What Hoffman was doing was a rather wild example of “sense memory” which is one of the celebrated clichés of Method, but the more central aspect of method is asking for truth. What is true? That’s the central question. It’s why Hoffman spent all that time killing himself, he didn’t know what the truth of the scene was and he was trying to re-create it for himself so he could play it effectively.
This creates amazing performances in a lot of situations. Actors learn to drag themselves through the very worst of themselves, and the very best. They learn how to filter the characters they play through their own lives. It’s moment by moment, and it can be incredible. It isn’t just remembering your dead dog, as the cliché goes, it’s every little thing. A person plays every single level of subtext because they can access it. You might think to yourself that you know what it is to not sleep, but Hoffman actually knows, he knows that you get the shits, he knows that your eyes hurt, he knows that your sense of smell takes over wildly, etc. It was true.
Here’s the problem. A lot of young actors learn the method without learning basic stagecraft and without learning much about imagination. What this means is that if an actor is put in a situation where they are expected to do something outside the realm of what is real and normal to the actor’s real life, they generally suck. If it seems that every movie star plays the same damn character every time, a lot of that is typecasting, but it’s also Method.
One of the most famous and celebrated scenes ever in the history of Method acting is the cab scene between Brando and Stieger, the “coulda been a contender” scene. Here’s the problem, Brando improvised much of the dialogue. The way he did in most of his movies. Improv. Don’t get me started on improv
His next movie was Guys and Dolls. He is completely charm-free and humorless in this movie. Why?
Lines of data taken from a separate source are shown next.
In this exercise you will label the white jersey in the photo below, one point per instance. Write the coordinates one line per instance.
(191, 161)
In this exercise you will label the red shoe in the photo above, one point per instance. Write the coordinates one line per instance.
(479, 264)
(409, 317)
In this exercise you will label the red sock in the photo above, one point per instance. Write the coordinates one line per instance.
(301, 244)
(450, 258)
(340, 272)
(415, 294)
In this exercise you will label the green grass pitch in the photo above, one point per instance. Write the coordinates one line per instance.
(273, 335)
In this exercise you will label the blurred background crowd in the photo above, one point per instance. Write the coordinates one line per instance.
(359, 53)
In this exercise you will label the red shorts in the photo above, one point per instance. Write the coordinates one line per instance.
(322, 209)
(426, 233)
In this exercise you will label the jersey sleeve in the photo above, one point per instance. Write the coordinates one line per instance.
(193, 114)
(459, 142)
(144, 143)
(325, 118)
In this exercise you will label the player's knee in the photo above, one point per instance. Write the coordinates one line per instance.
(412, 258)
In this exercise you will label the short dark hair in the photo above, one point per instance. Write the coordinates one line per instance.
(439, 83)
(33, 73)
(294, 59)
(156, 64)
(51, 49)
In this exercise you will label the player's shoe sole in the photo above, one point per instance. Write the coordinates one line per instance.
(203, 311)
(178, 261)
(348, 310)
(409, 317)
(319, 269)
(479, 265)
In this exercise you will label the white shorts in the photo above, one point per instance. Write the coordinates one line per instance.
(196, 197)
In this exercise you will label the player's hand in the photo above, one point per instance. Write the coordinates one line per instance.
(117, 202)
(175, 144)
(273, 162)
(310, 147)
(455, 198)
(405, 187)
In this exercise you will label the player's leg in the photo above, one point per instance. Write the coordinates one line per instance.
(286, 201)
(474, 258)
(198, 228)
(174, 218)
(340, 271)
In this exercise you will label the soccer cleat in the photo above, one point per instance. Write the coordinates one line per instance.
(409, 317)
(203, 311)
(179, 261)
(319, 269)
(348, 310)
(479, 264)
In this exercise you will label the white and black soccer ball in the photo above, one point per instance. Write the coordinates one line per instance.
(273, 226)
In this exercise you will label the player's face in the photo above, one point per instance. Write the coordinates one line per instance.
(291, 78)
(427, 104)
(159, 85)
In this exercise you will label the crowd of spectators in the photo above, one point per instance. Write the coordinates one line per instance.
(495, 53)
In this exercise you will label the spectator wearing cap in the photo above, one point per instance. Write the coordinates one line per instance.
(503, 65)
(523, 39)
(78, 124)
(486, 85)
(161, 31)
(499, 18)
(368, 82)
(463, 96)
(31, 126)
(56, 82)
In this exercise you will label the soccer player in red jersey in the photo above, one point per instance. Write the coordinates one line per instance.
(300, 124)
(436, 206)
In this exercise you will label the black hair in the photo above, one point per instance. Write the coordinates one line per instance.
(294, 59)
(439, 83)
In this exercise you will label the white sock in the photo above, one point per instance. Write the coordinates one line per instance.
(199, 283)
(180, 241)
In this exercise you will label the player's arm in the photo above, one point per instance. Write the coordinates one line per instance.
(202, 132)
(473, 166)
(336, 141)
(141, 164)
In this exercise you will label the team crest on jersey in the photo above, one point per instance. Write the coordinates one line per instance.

It’s a musical. He had no idea how to play circumstances even slightly outside his truth. In college, and honestly long since, there have been Method practitioners complaining about scripts and delivering muttered sotto voce lines under their breath while staring upstage in a hundred shows I’ve seen.
De Niro and Hoffman are examples of the best of Method acting, because there is more to it than just truth. There is also massive research. See Rainman or Awakenings for performances that go completely beyond anything the actors have ever experiences. See Hoffman in Wag The Dog or Ishtar for performances that understand the complete scope of performance. See De Niro in his more recent comedies. These guys both know how to act, not just be.
More later on questions, inention and imagination.